- Born: 22 July 1894 Douai, Nord
- Died: 21 November 1982 (aged 88) Clamart, Hauts-de-Seine
- Occupation: Bacteriologist;

= André Romain Prévot =

André-Romain Prévot (born in Douai, Nord on 22 July 1894, died in Clamart, Hauts-de-Seine on 21 November 1982) was a French bacteriologist. He authored a classification of bacteria, gave his name to a genus of Gram-negative bacteria, prevotella, and created in 1978 the médaille Pasteur of Académie des Sciences of France.

In 1914 as the war started, he was assigned as an auxiliary physician in Infanterie; he knew the life in the trenches, the murderous battles of the Chemin des Dames, and the hell of Verdun where his heroic conduct earned him the Croix de Guerre. This constant communion with suffering and death influenced his taste and directed him toward the medicine to which he devoted himself.

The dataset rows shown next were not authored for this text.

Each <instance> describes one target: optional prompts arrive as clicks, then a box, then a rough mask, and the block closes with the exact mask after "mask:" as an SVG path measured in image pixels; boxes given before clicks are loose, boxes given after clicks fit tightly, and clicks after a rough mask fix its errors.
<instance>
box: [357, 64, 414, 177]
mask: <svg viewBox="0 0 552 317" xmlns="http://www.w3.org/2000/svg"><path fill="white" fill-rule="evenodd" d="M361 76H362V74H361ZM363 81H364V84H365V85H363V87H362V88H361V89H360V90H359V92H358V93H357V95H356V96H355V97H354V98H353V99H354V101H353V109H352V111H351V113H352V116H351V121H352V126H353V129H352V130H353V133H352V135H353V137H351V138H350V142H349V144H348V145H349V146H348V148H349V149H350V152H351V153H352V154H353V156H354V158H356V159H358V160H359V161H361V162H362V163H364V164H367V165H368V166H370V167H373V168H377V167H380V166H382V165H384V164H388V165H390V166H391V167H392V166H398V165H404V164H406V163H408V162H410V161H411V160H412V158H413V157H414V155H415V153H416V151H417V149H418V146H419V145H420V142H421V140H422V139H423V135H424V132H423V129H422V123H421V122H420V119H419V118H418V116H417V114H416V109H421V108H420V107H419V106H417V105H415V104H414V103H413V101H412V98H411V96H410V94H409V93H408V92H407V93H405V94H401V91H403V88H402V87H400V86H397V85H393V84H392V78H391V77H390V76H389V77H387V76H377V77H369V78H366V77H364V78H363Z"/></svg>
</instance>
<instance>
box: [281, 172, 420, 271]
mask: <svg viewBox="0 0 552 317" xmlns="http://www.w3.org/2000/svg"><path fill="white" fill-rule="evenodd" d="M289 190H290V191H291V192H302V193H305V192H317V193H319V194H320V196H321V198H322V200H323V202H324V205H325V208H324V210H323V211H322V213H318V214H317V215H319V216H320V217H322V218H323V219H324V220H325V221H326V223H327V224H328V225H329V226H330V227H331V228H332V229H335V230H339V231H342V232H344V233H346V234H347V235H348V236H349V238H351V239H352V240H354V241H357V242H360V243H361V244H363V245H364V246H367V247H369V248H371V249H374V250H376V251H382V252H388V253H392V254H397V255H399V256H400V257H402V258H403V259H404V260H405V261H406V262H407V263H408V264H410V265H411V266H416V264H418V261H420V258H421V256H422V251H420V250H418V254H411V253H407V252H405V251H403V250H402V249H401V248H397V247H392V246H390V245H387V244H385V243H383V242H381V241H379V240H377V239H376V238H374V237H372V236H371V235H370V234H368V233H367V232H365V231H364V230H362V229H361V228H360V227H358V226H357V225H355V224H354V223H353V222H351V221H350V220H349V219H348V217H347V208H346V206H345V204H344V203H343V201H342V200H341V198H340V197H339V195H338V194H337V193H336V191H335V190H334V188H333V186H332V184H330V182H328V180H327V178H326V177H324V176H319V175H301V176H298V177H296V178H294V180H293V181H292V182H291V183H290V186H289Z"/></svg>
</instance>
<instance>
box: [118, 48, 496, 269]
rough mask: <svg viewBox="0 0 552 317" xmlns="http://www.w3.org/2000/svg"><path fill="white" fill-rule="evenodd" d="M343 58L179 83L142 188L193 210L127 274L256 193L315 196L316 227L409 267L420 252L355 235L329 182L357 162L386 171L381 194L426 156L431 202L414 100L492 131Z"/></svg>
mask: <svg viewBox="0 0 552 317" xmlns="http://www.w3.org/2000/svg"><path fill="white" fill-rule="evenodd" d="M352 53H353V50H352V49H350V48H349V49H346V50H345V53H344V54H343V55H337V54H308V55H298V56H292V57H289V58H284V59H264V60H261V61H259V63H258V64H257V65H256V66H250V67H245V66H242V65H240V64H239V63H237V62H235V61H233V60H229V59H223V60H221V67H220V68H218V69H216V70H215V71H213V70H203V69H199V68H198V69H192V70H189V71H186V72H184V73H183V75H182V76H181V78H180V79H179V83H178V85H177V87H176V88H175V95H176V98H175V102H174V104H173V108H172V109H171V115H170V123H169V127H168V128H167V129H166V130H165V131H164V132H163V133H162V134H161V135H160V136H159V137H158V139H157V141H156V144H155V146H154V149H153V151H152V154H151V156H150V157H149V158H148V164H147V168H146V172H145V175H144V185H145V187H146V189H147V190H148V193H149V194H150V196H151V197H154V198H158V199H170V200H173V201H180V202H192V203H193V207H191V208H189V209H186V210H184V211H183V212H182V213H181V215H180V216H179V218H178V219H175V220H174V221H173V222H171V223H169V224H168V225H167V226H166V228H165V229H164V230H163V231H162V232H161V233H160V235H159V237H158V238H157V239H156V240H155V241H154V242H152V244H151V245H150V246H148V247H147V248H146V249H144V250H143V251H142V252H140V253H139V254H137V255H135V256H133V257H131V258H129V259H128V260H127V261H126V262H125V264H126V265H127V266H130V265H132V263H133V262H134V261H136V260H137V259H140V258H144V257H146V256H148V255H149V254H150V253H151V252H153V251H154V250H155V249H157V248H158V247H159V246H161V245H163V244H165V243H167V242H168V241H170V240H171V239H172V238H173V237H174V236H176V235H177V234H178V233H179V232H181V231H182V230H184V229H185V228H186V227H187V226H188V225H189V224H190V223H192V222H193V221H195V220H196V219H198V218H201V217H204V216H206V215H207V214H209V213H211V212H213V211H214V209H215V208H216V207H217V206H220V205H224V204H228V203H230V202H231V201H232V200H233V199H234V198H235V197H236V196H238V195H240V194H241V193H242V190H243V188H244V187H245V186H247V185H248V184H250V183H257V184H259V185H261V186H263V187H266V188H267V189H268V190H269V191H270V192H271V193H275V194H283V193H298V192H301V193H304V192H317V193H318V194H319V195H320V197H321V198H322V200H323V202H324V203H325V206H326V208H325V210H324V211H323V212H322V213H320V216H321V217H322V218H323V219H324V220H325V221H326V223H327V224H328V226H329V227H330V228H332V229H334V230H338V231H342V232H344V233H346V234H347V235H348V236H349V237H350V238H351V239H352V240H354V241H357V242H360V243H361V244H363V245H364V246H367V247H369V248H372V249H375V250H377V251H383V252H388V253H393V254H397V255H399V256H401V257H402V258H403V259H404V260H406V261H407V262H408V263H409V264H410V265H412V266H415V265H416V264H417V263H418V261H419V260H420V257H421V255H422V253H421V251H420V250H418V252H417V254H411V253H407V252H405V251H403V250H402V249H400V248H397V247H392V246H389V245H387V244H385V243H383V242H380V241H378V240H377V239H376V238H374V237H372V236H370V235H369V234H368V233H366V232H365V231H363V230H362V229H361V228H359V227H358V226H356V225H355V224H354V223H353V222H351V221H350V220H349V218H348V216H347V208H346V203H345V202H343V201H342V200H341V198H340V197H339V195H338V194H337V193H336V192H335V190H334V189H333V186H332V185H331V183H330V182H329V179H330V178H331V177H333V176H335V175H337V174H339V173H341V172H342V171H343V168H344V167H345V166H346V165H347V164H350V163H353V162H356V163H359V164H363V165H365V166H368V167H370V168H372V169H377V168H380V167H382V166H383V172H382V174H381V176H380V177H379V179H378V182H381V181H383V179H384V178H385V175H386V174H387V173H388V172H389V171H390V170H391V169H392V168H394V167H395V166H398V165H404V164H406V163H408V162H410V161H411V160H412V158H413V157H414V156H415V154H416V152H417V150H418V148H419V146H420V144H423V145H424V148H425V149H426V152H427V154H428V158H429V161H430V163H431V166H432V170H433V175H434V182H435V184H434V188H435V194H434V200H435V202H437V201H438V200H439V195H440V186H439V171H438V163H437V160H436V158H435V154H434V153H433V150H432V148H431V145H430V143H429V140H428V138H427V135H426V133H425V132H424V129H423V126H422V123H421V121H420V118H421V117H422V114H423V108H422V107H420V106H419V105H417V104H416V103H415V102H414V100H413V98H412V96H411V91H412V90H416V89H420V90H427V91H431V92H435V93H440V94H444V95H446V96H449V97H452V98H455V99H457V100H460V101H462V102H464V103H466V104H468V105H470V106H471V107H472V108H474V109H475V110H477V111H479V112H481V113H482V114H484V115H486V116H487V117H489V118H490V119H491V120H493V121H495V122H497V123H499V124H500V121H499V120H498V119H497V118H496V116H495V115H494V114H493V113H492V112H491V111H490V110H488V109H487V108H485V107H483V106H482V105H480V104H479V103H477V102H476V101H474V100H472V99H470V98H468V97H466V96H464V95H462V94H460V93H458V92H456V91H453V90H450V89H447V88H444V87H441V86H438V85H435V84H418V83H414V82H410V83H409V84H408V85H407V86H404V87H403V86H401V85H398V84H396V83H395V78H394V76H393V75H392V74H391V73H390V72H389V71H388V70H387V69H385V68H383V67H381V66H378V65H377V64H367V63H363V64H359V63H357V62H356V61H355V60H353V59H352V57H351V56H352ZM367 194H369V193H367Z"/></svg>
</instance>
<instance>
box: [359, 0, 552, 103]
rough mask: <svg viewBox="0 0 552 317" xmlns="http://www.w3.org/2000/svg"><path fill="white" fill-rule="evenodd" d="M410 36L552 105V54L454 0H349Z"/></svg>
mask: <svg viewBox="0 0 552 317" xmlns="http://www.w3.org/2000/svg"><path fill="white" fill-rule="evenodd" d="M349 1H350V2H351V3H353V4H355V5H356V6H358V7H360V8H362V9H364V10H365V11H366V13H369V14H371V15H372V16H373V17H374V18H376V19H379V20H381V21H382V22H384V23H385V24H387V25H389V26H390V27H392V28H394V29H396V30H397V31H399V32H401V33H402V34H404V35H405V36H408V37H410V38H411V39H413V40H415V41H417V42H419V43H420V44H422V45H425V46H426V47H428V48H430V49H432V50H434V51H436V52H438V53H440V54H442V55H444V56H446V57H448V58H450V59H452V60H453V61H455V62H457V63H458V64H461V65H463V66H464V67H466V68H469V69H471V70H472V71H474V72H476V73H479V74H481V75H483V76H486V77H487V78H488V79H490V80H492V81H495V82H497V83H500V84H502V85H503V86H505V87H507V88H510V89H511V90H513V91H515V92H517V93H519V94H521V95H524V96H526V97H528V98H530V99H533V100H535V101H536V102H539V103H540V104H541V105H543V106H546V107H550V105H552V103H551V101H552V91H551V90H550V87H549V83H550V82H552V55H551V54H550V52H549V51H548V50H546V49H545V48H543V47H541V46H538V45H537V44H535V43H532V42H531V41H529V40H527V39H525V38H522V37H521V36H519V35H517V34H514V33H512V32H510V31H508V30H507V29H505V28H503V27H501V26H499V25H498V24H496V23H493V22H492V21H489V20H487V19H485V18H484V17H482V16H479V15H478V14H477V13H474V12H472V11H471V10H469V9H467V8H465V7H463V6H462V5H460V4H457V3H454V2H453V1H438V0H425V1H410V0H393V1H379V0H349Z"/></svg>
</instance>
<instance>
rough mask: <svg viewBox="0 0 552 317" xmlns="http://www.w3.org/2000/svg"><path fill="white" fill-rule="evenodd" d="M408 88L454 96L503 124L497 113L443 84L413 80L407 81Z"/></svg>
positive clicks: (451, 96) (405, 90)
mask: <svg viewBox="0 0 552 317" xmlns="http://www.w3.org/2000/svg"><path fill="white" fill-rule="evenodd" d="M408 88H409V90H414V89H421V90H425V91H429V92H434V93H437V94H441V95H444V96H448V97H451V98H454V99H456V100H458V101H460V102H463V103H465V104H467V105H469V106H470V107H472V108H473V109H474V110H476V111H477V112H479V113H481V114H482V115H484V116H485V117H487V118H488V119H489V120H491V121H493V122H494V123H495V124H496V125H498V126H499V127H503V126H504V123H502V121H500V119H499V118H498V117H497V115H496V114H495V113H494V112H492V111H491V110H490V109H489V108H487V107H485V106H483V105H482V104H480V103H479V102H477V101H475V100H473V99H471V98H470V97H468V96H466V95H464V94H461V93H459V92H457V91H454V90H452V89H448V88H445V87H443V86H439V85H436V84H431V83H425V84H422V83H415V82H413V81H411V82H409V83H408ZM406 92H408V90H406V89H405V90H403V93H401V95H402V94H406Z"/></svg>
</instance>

After the armistice, he was released and evacuated to Denmark, where the exchange of medical prisoners took place. It was there that he met a medical student, Anna Sorensen, whom he married in 1919. They stayed together all their lives and had four children.

He was elected member of Académie des Sciences on 28 January 1963, member of IVe Section de l'Académie Nationale de Médecine in 1966, Officier de la Légion d'Honneur, and Grand Officier du Mérite National.